Net sales are defined as the revenues from the sale of goods and services rendered to external customers net of value added tax and after sales deductions such as rebates or discounts. Net sales are the main indicator of our business growth and therefore an important parameter of external as well as internal performance measurement. In addition, acquisition- and currency-adjusted sales are used for internal performance management. Since January 1, 2015, commission income has been included in net sales.

Show table


Net sales

€ million / change in % 2015 2014 Change
Net sales 12,844.7 11,362.8 13.0

EBITDA pre exceptionals

EBITDA pre exceptionals is the main performance indicator measuring ongoing operational profitability and is used internally and externally. To allow for a better understanding of the underlying operational performance, it excludes from the operating result depreciation and amortization as well as exceptionals. Exceptionals are restricted to the following categories: impairments, integration costs / IT costs, restructuring costs, gains / losses on the divestment of businesses, acquisition costs, and other exceptionals. The classification of specific income and expenses as exceptionals follows clear definitions and underlies strict governance at Group level. Within the scope of internal performance management, EBITDA pre exceptionals allows for the necessary changes or restructuring without penalizing the performance of the operating business.

Show table


Reconciliation EBIT to EBITDA pre exceptionals1

€ million / change in % 2015 2014 Change
Operating result (EBIT) 1,843.2 1,762.0 4.6
Depreciation and amortization 1,383.4 1,261.6 9.7
Impairment losses / Reversals of impairment losses 127.5 99.3 28.4
EBITDA1 3,354.1 3,122.9 7.4
Integration costs / IT costs 77.6 87.2 – 11.0
Restructuring costs 47.5 83.9 – 43.4
Gains / losses on the divestment of businesses 2.0 – 1.9
Acquisition-related exceptionals 132.7 85.0 56.1
Other exceptionals 15.9 10.6 47.8
EBITDA pre exceptionals1 3,629.8 3,387.7 7.1

Business free cash flow (BFCF)

Business free cash flow comprises the major cash-relevant items that the individual businesses can influence and are under their full control. It comprises EBITDA pre exceptionals less the change in the opening and closing amounts reported in the balance sheet for investments in property, plant and equipment, software, advance payments for intangible assets, as well as the change in inventories and trade accounts receivable. To manage working capital on a regional and local level, the businesses use the two indicators days sales outstanding and days in inventory.

Show table


Business free cash flow1

€ million / change in % 2015 2014 Change
EBITDA pre exceptionals1 3,629.8 3,387.7 7.1
Investments in property plant and equipment and software as well as advance payments for intangible assets – 609.0 – 527.5 15.4
Changes in inventories as reported in the consolidated balance sheet – 960.1 – 185.5
Changes in trade accounts receivable and receivables from royalties and licenses as reported in the consolidated balance sheet – 514.2 – 214.2 140.0
Adjustment first-time consolidation of the Sigma-Aldrich Corporation 1,219.7
Adjustment first-time consolidation of AZ Electronic Materials S.A. 144.6
Business free cash flow1 2,766.2 2,605.1 6.2

Investments and value management

Sustainable value creation is essential to secure the long-term success of the company. To optimize the allocation of financial resources, we use a defined set of parameters as criteria for the prioritization of investment opportunities and portfolio decisions.

Net present value (NPV)

The main criterion for the prioritization of investment opportunities is net present value. It is based on the discounted cash flow method and is calculated as the sum of the discounted free cash flows over the projection period of a project. Consistent with the definition of free cash flow, the weighted average cost of capital (WACC), representing the weighted average of the cost of equity and cost of debt, is used as the discount rate. Depending on the type and location of a project different mark-ups are applied to the WACC.

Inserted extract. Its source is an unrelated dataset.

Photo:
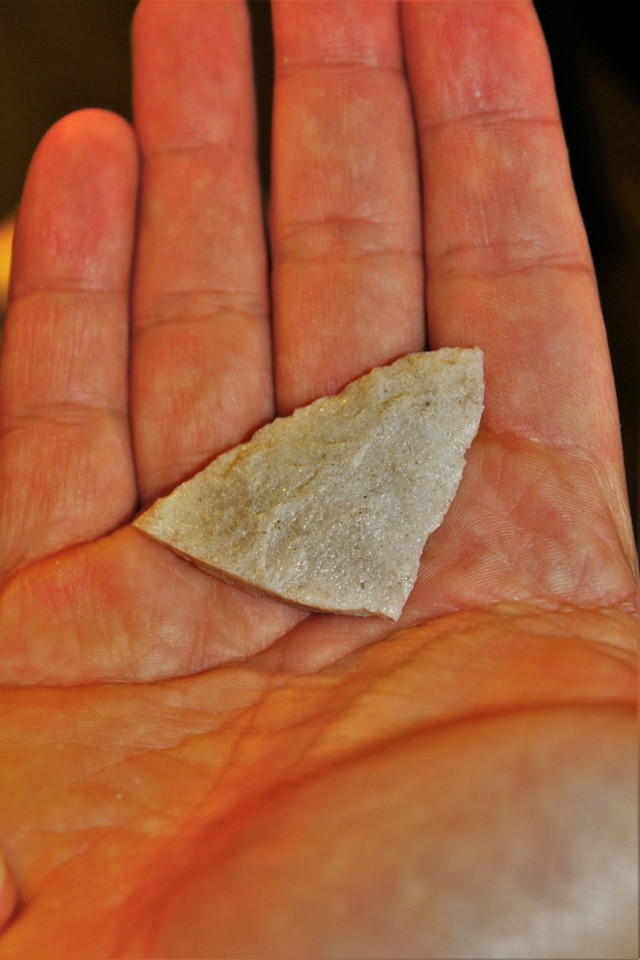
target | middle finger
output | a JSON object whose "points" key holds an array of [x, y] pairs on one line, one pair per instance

Internal rate of return (IRR)

The internal rate of return is a further important criterion for the assessment of acquisition projects and investments in property, plant and equipment. It is the discount rate that makes the present value of all future free cash flows equal to the initial investment or the purchase price of an acquisition. A project adds value if the internal rate of return is higher than the weighted cost of capital including mark-ups.

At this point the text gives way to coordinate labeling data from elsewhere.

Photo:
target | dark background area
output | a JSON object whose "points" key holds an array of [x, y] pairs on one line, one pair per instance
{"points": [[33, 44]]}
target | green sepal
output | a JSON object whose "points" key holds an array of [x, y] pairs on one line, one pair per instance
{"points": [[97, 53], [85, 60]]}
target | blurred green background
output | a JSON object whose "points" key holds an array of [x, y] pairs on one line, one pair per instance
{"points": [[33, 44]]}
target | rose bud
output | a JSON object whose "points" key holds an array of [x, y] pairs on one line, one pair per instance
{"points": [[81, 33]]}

Return on capital employed (ROCE)

In addition to NPV and IRR, when looking at individual accounting periods, ROCE is an important metric for the assessment of investment projects. It is calculated as the operating result (EBIT) pre exceptionals divided by the sum of property, plant and equipment, intangible assets, trade accounts receivable and trade accounts payable, as well as inventories.

Payback period

An additional parameter to prioritize investments into property, plant and equipment is the payback period, which indicates the time in years after which an investment will generate positive net cash flow.

Merck value added (MEVA)

MEVA gives information about the financial value created in a period. Value is created when the return on capital employed (ROCE) of the company or the business is higher than the weighted average cost of capital (WACC). MEVA metrics provide us with a powerful tool to weigh investment and spending decisions against capital requirements and investors’ expectations.

Capital-market-related parameters

Net income and earnings per share (EPS) and EPS (pre)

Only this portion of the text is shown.